Wüstenau Begonnen hat die Geschichte vor 35 Jahren mit dem Interesse des Brettenfelder Historikers Georg Lederer an Sühnekreuzen, jenen
mittelalterlichen Symbolen für eine heute archaisch anmutende Justiz, die in ihrer damaligen Zeit weit verbreitet war und meist für ungewollte Tötungen Zeugnis
ablegte. 53 Sühnekreuze listete Lederer um 1970 in einer Serie des Hohenloher Tagblatts im "Frankenspiegel’’ für den Altkreis Crailsheim auf. 25 weitere, so Lederer
damals, seien bekannt, aber nicht mehr auffindbar.

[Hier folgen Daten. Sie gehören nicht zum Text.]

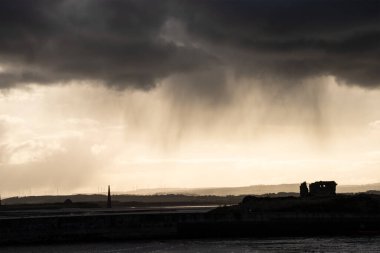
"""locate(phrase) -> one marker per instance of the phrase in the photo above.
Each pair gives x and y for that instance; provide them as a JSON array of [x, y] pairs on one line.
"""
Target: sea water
[[315, 244]]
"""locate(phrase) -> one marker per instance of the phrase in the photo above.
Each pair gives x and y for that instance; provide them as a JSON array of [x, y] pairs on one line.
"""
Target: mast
[[109, 203]]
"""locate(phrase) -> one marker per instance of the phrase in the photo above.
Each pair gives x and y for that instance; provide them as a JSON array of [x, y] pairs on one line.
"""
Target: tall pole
[[109, 204]]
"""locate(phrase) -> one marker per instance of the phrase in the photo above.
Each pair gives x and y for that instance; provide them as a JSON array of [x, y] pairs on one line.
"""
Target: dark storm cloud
[[134, 43], [293, 39], [117, 42]]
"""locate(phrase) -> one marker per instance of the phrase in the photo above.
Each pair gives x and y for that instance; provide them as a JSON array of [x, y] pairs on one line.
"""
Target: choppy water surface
[[334, 244]]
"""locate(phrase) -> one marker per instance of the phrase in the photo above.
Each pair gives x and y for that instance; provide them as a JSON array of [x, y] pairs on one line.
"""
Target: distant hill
[[219, 196], [247, 190]]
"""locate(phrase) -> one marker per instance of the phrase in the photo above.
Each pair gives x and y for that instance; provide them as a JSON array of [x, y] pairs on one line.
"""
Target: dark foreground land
[[258, 217]]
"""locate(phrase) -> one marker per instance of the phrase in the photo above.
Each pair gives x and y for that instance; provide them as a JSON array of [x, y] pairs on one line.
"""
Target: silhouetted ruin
[[109, 203], [320, 188], [67, 202], [304, 191]]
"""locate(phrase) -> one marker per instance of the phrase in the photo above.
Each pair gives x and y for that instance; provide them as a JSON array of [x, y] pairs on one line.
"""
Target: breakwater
[[182, 225]]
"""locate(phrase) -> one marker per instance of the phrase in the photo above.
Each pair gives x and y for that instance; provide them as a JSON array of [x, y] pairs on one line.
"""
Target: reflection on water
[[333, 244]]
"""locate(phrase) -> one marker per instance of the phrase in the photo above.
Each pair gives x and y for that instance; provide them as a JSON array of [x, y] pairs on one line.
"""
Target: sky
[[169, 94]]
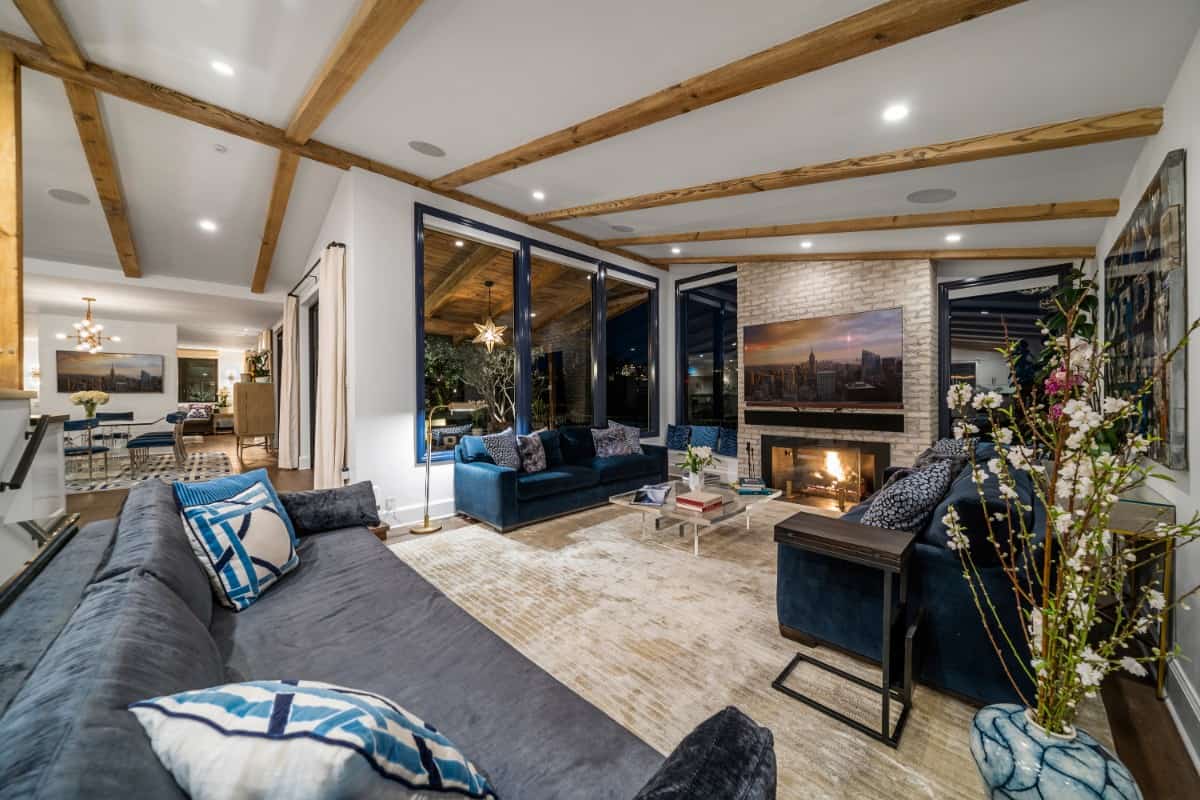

So weit, so gut. Bis der Lehrer Joachim Schülke auf den Plan trat. Der kannte ein weiteres, bei Lederer nicht erwähntes Sühnekreuz - am Ortseingang von
Wüstenau, wo Schülke damals wohnte. Es stand versteckt im Krautgarten auf Bauer Ehrmanns Hof. Schülke nahm Kontakt zum Autoren auf, beide besichtigten
das Kreuz und stellten fest, dass es schwer beschädigt war. Davon erfuhr über Lederer der junge Steinmetzmeister Horst Herzig aus Rot am See. Er versprach sich
Folgeaufträge aus der Region und erklärte sich spontan bereit, das Wüstenauer Sühnekreuz zu reparieren sowie fehlende Teile aus grobkörnigem, gelbem Sandstein
zu ersetzen.
Das allerdings sollte sich als unmöglich erweisen. "Dann fertige ich eben ein neues Kreuz und stifte es der Gemeinde", beschloss Herzig kurzerhand. Es sollte
in Größe und Aussehen dem Original gleichen. Warum das wenige Wochen später fertig gestellte Kreuz nie gebracht oder abgeholt wurde, ist bis heute Fakt und
Geheimnis zugleich.
Als sich jetzt im Frühjahr die Wüstenauer anschickten, ihr Dorfjubiläum vorzubereiten, kam ein Zufall zum anderen. Zur Einladung an den früheren Mitbürger
Joachim Schülke und Frau gesellte sich parallel die Anfrage einer früheren Schülke-Schülerin, ob er nicht beim "Frauenfrühstück" einen Vortrag über Sühnekreuze
halten könnte.
Plötzlich war Schülkes Jagdfieber erwacht. Er erinnerte sich beim Blättern im Privatarchiv an die Geschichte des Wüstenauer Sühnekreuzes, entdeckte zufällig in
einem Buch sogar den Original-HT-Artikel von 1970, in dem von der Herzigschen Stiftung die Rede war, und nahm Kontakt zum Steinmetz in Rot am See auf. Siehe
da: Nach eifrigem Forschen bestätigte der mittlerweile zum Landesinnungsmeister aufgestiegene Herzig, dass es das Sühnekreuz eigentlich noch auf dem
Betriebsgelände geben müsste - so es nicht der Sohn weggegeben habe. Doch auch von dieser Seite kam bald Entwarnung und die Herzigsche Ankündigung: "Das
habe ich damals schon gestiftet - wenn es also nicht mehr existieren sollte, mache ich nochmal ein neues Kreuz."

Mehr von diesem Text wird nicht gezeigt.